U.S. Investigates Child-Care Food Program
A $1.7 billion food program that serves more than 2 million children is under the microscope of the U.S. Department of Agriculture after a nationwide audit uncovered widespread fraud and abuse.
The 30-year-old Child and Adult Care Food Program, operated by the department's Food and Nutrition Service, helps pay for snacks and meals for children in family- and center-based child care.
The audit, conducted by Roger C. Viadero, the USDA's inspector general, found nonprofit organizations--which act as sponsors to child-care providers--using the food program to cheat the government out of millions of dollars intended for children's meals in day care.

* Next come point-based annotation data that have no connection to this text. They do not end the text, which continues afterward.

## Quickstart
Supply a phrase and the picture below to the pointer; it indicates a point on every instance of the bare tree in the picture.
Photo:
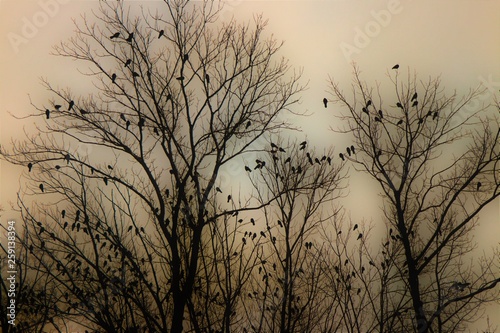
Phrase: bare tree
(437, 167)
(127, 233)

Thirty-seven sponsors were found to be "seriously deficient," and 16 of them have been dropped from the program. Since the audit was released last month, 44 people have been charged, and 28 of those charged have already pleaded guilty or have been convicted.
In one case, involving the New Jerusalem Church of God in Christ in Toledo, Ohio, investigators said they found that five child-care homes claimed as providers didn't exist. Addresses listed for providers were vacant lots or abandoned houses, the probe found.
That sponsor has been removed from the program, and nine people have been indicted on charges of filing false reimbursement claims. Seven of the nine have pleaded guilty; they have been ordered to pay restitution totaling more than $1.3 million and given sentences ranging from probation to three years in jail.
The program, which was first authorized in 1968, allows family child-care providers to be reimbursed for the meals and snacks they give children. The program makes operating such a business profitable for the providers, while keeping the cost of care affordable for parents.
Those who serve low-income children are reimbursed at a higher rate. Child-care centers also can be reimbursed, but only if they serve low-income children. Head Start centers also participate in the program.
Because the sponsors are supposed to train and monitor participating providers--with unscheduled visits, for example--the program is also viewed as a way to ensure that children are also being cared for in safe environments.
The food program works as an incentive for providers to become licensed, said Helen Blank, the director of the child-care and -development division of the Children's Defense Fund, a Washington-based advocacy group.
But the audit showed that some sponsors were not conducting visits. And investigators observed unsafe and unsanitary conditions at some of child-care homes.
While some sponsors clearly were participating in the program for their own gain, Mr. Viadero also found fault with the structure of the program. He said that if the Food and Nutrition Service had been more diligent in implementing recommended improvements in the past, "it could have prevented or detected much of the fraudulent activity we found during our audits and investigations."
While sponsors are allowed to keep some of the money they receive through the program to pay administrative costs, it has not been clear how much is appropriate, according to the audit.
"We need to be more specific on what are the allowable costs, and how you determine those allowable costs," said Shirley Watkins, the undersecretary for food, nutrition, and consumer services at the USDA.
The agency is preparing a new "integrity rule" that will outline how sponsors are expected to administer the program.
In a written response to the report, Samuel Chambers Jr., an administrator of the FNS, said that while the federal government can oversee the program and provide training, state agencies are responsible for monitoring the sponsors and taking corrective action when necessary.
The audit also recommended that the FNS look at alternatives to the sponsor system. But Ms. Watkins said she didn't believe that changing the model would solve the problem.
"You are always going to have people who find a way to manipulate the system," she said.